Yes, this lack of vitamin can mimic depression, and it take years before it finally "gets serious", but can cause permanent damage.

I am VERY, happy for her and her family is glad to "have her back".

Amazing, yes, but a true story.

She may still have depression, who knows, but I do know that the lack of this vitamin may have made her feel "depressed" when it was the vitamin that was responsible for a lot of the symptoms.
 
CyberLaw, it helps me a lot and I'm starting to make my daughter take it. It really is amazing.

I'm not saying it's the answer to everyone's problems, but it sure can't hurt taking it regularly.
 
Regarding mental illness: A friend has been "battling" depression for over a year, she gets a bit better and then backtracks. Her meds have gone up over the last year from 112 to 300 dosage.

Guess what: She had a physical. All was well except that she had a serious shortage of vitamin B12. Won't go into details, but an IMPORTANT vitamin, and shortage is usually due to malabsorption.

So the Doctor told her to take 2000mcg of B12 a day, and after ONLY 3 days, she phoned and told me "she feels" like a new women.

Today she even laughed. She was in the livingroom, her daughter and husband came in and asked her: Was that you laughing, and she said yes. They all hugged..... She went for a long walk, and feels better, a lot better. The insominia is gone, the fatigue, the weakness, the focus and concentration is better, she "feels" lifted and energized.

Yes, this lack of vitamin can mimic depression, and it take years before it finally "gets serious", but can cause permanent damage.

I am VERY, happy for her and her family is glad to "have her back".

Amazing, yes, but a true story.

She may still have depression, who knows, but I do know that the lack of this vitamin may have made her feel "depressed" when it was the vitamin that was responsible for a lot of the symptoms.

Absolutely- Lack of Vitamins can do awful things to ones body and mind. I think one of the first things a person should do if they feel depressed is have a full blood screen.

After I had my son and my illness became unbearable, A Multi-Vitamin and going off of the birth control pill were the first things I tried.
 
I believe suicide was as prevelant in past generations as it is today, except it was simply misunderstood and there were no statistics. I was raised by my grandparents in a stable home but the stories they told would curl your hair.

There were always people who had no will to live and there still are. I've spoken to many people on the internet who are just marking time 'till they can leave this dimension. They aren't mentally ill, they just never felt at home in this time and place.
 
Suicide is becoming such a horribly pervasive problem.

Last week, a co-worker's 13 year old neice hung herself in her closet.....she was a seemingly happy little girl. After her death, her mom found her diary and discovered that the child had gotten instructions on how to kill herself from a myspace aquaintance. Can you imagine telling someone, a young girl, how to kill herself? That someone would do that is just about destroying my hope for humanity.

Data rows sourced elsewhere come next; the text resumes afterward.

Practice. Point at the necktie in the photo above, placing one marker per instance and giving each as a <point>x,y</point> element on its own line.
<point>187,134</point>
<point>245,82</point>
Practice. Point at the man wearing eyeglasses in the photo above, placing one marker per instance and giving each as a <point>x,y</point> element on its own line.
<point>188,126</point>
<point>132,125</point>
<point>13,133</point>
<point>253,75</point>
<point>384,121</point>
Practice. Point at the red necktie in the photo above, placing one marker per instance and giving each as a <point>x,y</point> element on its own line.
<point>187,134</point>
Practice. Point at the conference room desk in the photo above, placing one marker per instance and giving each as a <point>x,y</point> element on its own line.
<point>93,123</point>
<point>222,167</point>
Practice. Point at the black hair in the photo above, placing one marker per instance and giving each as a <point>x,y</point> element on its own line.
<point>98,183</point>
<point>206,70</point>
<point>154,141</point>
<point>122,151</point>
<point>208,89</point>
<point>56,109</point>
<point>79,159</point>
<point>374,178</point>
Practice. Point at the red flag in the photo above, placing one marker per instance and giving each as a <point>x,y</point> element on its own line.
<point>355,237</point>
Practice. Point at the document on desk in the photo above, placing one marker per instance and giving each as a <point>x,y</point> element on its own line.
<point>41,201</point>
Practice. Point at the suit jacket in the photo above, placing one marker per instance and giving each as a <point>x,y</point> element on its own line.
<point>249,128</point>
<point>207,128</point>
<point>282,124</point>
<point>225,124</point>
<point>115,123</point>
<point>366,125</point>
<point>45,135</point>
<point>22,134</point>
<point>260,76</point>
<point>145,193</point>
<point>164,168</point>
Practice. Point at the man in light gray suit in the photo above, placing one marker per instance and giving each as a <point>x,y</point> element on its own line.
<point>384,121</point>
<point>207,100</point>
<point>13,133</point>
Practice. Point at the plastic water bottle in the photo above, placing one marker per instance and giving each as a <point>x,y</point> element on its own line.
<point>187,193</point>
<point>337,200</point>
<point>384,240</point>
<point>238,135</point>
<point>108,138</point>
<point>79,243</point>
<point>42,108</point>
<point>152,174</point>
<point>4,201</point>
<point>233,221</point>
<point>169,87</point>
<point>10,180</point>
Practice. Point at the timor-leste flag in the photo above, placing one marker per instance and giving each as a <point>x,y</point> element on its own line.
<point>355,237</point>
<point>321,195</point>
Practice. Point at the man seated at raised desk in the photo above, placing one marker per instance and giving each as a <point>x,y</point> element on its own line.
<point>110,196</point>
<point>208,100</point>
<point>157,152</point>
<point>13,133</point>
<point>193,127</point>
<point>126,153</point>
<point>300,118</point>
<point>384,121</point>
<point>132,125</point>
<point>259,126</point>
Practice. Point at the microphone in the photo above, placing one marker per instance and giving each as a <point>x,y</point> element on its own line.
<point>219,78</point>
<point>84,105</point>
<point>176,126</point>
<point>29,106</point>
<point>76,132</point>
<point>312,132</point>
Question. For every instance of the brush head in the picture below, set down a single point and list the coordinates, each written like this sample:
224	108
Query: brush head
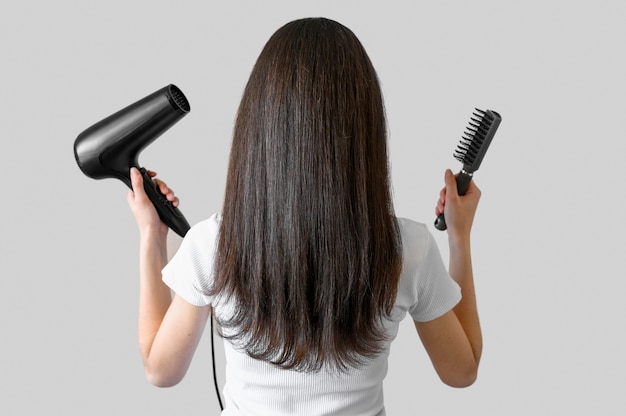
477	138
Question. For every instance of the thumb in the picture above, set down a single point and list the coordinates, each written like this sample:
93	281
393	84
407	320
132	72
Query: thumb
137	182
450	180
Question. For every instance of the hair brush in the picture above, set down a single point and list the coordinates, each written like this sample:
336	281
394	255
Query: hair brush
471	151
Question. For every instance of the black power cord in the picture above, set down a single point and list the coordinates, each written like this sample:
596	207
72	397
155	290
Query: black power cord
217	389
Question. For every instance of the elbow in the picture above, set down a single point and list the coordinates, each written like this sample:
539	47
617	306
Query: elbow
160	378
461	378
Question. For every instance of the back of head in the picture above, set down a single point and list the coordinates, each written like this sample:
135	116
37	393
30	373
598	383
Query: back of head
309	245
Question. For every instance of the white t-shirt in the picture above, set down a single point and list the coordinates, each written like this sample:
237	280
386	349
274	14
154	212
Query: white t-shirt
254	387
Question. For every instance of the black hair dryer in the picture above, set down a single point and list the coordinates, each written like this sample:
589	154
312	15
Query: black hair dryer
109	148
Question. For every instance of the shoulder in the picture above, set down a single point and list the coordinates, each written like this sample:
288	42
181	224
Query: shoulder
416	238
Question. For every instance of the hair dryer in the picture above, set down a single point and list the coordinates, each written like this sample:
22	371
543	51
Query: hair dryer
109	148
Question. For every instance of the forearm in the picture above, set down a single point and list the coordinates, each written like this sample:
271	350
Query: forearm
466	310
154	295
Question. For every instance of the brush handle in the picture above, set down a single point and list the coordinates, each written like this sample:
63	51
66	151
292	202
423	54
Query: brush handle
169	214
462	183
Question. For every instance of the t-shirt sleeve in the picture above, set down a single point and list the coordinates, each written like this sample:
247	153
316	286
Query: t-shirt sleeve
190	272
437	292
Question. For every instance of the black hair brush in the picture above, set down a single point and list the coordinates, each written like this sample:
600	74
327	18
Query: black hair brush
471	151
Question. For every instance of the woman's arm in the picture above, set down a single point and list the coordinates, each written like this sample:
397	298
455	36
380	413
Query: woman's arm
454	340
168	330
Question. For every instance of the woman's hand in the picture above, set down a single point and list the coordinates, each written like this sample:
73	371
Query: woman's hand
142	208
458	210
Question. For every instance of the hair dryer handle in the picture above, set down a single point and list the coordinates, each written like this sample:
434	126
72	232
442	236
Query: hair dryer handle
462	183
169	214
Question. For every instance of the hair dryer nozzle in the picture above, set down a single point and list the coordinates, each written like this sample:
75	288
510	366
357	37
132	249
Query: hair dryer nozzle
109	148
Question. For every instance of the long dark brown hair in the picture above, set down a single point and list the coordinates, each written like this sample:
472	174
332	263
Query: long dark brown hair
309	246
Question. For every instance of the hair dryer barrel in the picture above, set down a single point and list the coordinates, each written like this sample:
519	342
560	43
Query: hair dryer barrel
109	148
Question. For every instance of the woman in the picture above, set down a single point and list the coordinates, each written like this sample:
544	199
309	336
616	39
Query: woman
307	270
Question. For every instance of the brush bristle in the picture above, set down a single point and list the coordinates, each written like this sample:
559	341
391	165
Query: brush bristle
470	149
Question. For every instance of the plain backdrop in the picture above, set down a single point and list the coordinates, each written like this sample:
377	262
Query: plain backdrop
549	235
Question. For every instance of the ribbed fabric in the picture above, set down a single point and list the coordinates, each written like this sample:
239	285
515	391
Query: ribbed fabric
253	387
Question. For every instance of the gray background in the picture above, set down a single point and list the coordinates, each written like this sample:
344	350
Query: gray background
549	234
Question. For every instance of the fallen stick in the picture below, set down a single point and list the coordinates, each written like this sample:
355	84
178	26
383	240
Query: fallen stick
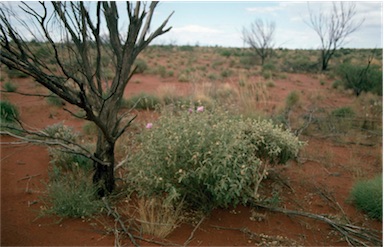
193	232
354	235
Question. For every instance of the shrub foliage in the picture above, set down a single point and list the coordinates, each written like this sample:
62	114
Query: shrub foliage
368	196
208	159
8	112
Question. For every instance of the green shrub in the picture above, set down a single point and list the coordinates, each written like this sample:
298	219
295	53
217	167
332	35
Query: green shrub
71	194
208	159
9	87
60	131
368	196
292	99
183	77
299	64
55	100
8	112
269	66
360	79
141	66
13	73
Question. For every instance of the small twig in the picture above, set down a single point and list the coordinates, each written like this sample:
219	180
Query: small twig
28	177
193	232
27	188
155	241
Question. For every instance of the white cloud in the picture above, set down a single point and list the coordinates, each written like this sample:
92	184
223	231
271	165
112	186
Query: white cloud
195	29
264	9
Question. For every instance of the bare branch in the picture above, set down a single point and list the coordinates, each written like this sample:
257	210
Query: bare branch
260	38
333	29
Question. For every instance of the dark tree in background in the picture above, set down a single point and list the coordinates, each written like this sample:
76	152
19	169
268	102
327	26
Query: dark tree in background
333	27
81	41
260	37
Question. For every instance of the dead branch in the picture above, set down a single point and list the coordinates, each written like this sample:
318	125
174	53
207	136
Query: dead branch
193	232
354	235
117	217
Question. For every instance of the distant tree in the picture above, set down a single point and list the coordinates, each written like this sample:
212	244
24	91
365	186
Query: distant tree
260	37
333	28
362	78
80	46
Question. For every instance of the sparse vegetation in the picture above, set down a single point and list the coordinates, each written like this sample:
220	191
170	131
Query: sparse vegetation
9	112
203	162
9	87
367	195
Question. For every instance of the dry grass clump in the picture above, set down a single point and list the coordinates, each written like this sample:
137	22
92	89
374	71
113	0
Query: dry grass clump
157	217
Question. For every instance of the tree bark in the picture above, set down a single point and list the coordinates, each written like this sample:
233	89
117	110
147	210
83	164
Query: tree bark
104	177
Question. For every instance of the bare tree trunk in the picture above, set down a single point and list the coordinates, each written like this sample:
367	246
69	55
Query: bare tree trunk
104	177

Last year, FIVE of my son's friends commited suicide. FIVE. They were all between fifteen and sixteen years old, all came from middle class to affluent families, three of them were "honors" students; only ONE of them had any kind of previous behavior that had made their families seek help for them. The other four were just completely out of the blue.

One thing they all had in common: they all announced their intentions on myspace. They all left a last "goodbye" message to their friends.